At the same time, consumers are taking issue with the veracity of companies’ claims, with Allbirds and Canada Goose both landing on the receiving end of lawsuits that aim to hold them accountable for sustainability centric advertising claims. Regulators and watchdogs are paying attention, too, as indicated by an investigation into an adidas ad in France, and the recent probe by the NAD into Everlane’s marketing.

Still yet, in a different kind of lawsuit, David Yurman made mention of ESG marketing in the trademark infringement case that it recently filed against Mejuri, asserting that “Mejuri’s business practices contradict its claim to customers,” namely, its marketing of itself a “socially-responsible” company, and its claims that “[s]ince day one, it’s been our mission to engage with the jewelry industry in a way that compliments [sic] our values and those of our customers.”

It will be interesting to see if more companies begin taking issue with defendants’ ESG claims in connection with infringement cases, if for no other reason than to shed a negative light on competitors from a PR perspective.

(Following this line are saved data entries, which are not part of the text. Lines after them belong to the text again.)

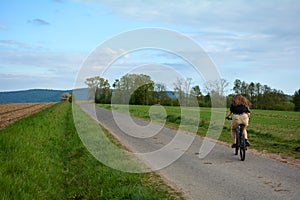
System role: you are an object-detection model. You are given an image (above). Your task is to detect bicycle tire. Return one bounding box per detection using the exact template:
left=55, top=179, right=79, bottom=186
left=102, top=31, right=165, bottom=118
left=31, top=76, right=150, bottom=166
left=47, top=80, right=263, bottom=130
left=240, top=132, right=246, bottom=161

Online Platforms & the Fight against Unauthorized Sales

The rise in online consumption has taken on increased importance for brands from a distribution point of view, leading to lawsuits over sales taking place on sweeping marketplace sites. A decision centering on unauthorized sales of cell phone and tablet cases online, including on Amazon’s marketplace, in a pending trademark and false advertising case is one of the most striking of the year, and one that is likely to have an impact on fashion’s longstanding fight against gray market goods.

In an order and opinion dated November 10, Judge Regina Rodriguez of the U.S. District Court for the District of Colorado sided with Otter Products, granting the Colorado-based electronics accessory company’s motion for partial summary judgment in the case that it filed against Triplenet over its unauthorized sale of OtterBox products. The case got its start in February 2019 when Otter Products filed suit against Triplenet and affiliated entities, accusing the companies of trademark infringement, unfair competition, false advertising, and deceptive trade practices in violation of the Colorado Consumer Protection Act.

According to Otter’s complaint, the defendants were offering up products bearing its trademarks on various e-commerce sites, including Amazon’s third-party marketplace site, and advertising them as “100% authentic” and as coming with an “OtterBox limited lifetime warranty,” despite falling outside of the company’s carefully-controlled network of authorized sellers. The problem, according to Otter, is that the “products sold by Triplenet are materially different from genuine Otter products because they do not come with the Otter warranty,” as the company’s warranty only extends to products sold by authorized sellers.

Addressing Triplenet’s argument that it should be shielded from Otter’s trademark infringement and unfair competition claims by the first sale doctrine (i.e., the trademark tenet that provides that the resale of genuine trademarked products generally does not constitute trademark infringement), Judge Rodriguez pointed to the two exceptions to the doctrine – the “material difference” and “quality control” exceptions – and held that both are apply in the case at hand.

Not limited to sales on Amazon, Chanel also seemed to take issue with the sale of its products online in a trademark lawsuit this year, in which it argued that reseller Crepslocker’s offering of its products and use of Chanel trademarks diverges from the conditions traditionally associated with the sale of Chanel goods, and thereby, infringes Chanel’s famous trademarks. The luxury stalwart was put off, in part, by Crepslocker offerings of its goods online, arguing that it “has never made nor permitted any online sales” of its “fashion products,” and instead, “such products can only be purchased in person, in a very small number of carefully chosen and controlled luxury retail environments.”

The Chanel case has since settled, but the district court’s decision in the OtterBox case very well might serve as ammunition – and a blueprint – for brands looking to take similar action in 2022.